We haven't designed anything for this task, since we hadn't realised the problem
Jose suggested documentation available in cloudwatch exporter and metrics pusher readme
Ok, to mitigate the issue I suggest the following -
Let me know if it has any impact I did not list.
Questions:
The problem with dropping action-id is we lose the only unique identifier we have for benchmark runs, making it difficult or in some cases impossible to know which run a metric corresponds to.
I think forcing users to specify unique label-metric name combinations defeats the purpose of labels (which is to categorize and classify runs so hey can be grouped afterwards). What do you think of making the field task_name a required one and enforcing some particular syntax on it? As a customer, it would seem more logical to me that task_name must be unique.
The question of how to tell different cronjob runs apart without using action-id is still open though.

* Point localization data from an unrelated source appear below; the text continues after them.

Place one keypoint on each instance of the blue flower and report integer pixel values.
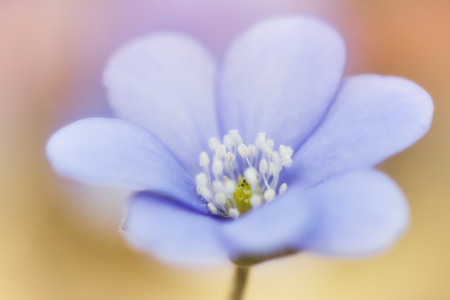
(310, 187)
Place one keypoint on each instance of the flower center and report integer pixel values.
(239, 185)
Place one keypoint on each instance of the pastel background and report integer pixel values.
(58, 239)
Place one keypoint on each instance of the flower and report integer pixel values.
(282, 79)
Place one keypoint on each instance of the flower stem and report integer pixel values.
(240, 280)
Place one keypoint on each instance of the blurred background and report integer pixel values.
(58, 239)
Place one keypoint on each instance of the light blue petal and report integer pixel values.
(270, 229)
(165, 83)
(172, 233)
(372, 118)
(279, 78)
(116, 152)
(357, 214)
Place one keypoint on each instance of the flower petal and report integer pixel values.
(165, 82)
(173, 233)
(359, 213)
(270, 229)
(116, 152)
(279, 78)
(372, 118)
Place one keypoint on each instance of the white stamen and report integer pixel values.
(271, 168)
(214, 143)
(243, 151)
(269, 195)
(234, 213)
(221, 150)
(229, 187)
(212, 208)
(270, 144)
(251, 176)
(256, 201)
(218, 185)
(217, 168)
(261, 141)
(263, 166)
(204, 159)
(283, 189)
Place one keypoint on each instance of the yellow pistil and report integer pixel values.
(243, 194)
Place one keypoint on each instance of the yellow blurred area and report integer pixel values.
(51, 250)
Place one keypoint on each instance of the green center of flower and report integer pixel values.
(230, 193)
(242, 195)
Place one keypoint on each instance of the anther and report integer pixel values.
(201, 179)
(235, 137)
(221, 150)
(268, 151)
(251, 176)
(256, 201)
(263, 166)
(269, 195)
(229, 157)
(271, 168)
(270, 144)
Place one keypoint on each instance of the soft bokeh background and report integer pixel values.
(58, 239)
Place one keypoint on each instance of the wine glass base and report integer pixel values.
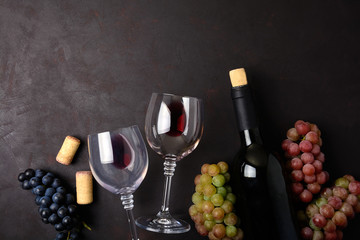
(167, 225)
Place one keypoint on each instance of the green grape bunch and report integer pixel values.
(213, 209)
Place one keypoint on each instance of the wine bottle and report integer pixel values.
(259, 181)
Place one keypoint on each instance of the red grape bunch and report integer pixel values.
(305, 160)
(326, 216)
(213, 204)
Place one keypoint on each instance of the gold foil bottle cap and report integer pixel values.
(238, 77)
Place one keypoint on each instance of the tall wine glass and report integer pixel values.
(119, 162)
(173, 127)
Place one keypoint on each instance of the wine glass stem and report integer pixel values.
(128, 203)
(169, 169)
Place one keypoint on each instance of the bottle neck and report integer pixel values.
(245, 115)
(250, 136)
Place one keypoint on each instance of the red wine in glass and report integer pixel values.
(177, 119)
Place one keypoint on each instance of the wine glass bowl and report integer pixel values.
(119, 162)
(173, 128)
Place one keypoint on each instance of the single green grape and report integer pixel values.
(197, 197)
(228, 188)
(205, 179)
(222, 191)
(231, 197)
(342, 182)
(218, 180)
(217, 199)
(209, 190)
(227, 177)
(209, 224)
(224, 167)
(208, 216)
(230, 219)
(320, 201)
(199, 188)
(227, 206)
(231, 231)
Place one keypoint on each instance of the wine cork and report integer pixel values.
(68, 150)
(238, 77)
(84, 187)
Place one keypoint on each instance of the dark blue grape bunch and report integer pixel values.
(57, 206)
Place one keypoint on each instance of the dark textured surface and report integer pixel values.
(79, 67)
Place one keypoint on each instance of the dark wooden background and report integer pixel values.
(79, 67)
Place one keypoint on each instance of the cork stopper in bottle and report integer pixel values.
(68, 150)
(238, 77)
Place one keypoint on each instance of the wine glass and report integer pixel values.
(173, 127)
(119, 162)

As for your question, I'd double check this but I believe pod labels get exported as labels for metrics automatically by prometheus. As action-id and client-id are set as such they would still be exported to prometheus. As I said though, I'd verify the assumption is true.

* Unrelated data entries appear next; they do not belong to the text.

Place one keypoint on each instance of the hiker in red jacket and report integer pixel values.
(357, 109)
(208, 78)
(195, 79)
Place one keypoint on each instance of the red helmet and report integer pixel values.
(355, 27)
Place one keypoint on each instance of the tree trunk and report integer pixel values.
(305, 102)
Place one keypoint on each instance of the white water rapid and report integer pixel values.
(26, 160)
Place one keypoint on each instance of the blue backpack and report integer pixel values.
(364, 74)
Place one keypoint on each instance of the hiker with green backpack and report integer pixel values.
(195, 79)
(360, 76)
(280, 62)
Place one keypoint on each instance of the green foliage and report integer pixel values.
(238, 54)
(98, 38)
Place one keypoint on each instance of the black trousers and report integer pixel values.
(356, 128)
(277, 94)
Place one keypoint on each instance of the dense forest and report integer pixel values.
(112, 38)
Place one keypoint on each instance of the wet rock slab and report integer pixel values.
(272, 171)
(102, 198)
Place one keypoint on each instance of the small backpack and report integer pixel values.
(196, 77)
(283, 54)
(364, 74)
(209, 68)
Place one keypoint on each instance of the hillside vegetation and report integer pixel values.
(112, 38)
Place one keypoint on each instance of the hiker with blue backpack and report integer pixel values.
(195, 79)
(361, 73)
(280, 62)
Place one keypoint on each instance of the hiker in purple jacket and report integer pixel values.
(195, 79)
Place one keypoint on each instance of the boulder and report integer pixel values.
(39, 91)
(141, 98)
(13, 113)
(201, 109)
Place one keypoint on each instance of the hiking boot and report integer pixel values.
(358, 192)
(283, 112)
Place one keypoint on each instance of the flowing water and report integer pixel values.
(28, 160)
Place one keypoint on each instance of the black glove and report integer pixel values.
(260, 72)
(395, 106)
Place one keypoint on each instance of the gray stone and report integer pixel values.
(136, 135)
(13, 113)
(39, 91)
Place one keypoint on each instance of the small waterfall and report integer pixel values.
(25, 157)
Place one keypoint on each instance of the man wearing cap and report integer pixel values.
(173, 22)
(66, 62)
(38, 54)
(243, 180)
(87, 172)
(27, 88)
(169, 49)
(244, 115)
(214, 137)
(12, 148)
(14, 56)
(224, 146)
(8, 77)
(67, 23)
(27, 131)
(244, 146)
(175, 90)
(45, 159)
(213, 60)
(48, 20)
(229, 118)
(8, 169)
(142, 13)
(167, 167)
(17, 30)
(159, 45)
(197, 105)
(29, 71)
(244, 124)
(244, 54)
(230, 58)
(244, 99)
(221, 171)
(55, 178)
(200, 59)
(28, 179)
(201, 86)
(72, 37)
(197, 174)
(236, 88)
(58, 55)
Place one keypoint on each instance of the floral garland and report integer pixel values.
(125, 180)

If you check the AWS docs I posted earlier - user does not need to have unique label and metric name across benchmarks. User needs to make sure that the combination of metric_name and dimension is unique across the benchmark jobs. So, as a user I need to keep either the metric name or one of the dimension unique.
As mentioned previously, I have made task_name a required field.
As of "how to tell different cronjob runs" - there isn't a need for this. I have checked other service metrics on cloudwatch and they do not have a unique identified for each metric value being pushed. It is a time series
Currently we publish client-id, action-id and a set of custom defined labels as dimensions for a metric. According to Cloudwatch dimension documentation ->
According to the example on above doc, one cannot retrieve statistics by specifying only a subset of dimensions or have wildcard for any dimension. This means customer cannot plot or create alarms aganist a metric if they setup cron jobs since the action-id is different everytime
Do we have design doc for the cloudwatch exporter? Is there a workaround for this issue?
Another issue to think about as part of this - Current assumption is the only thing which keeps the metrics from being mixed up between multiple parallel runs with same toml file is the action-id. If we remove client-id and action-id from the dimensions, there is no way to differentiate which run the metric was generated from.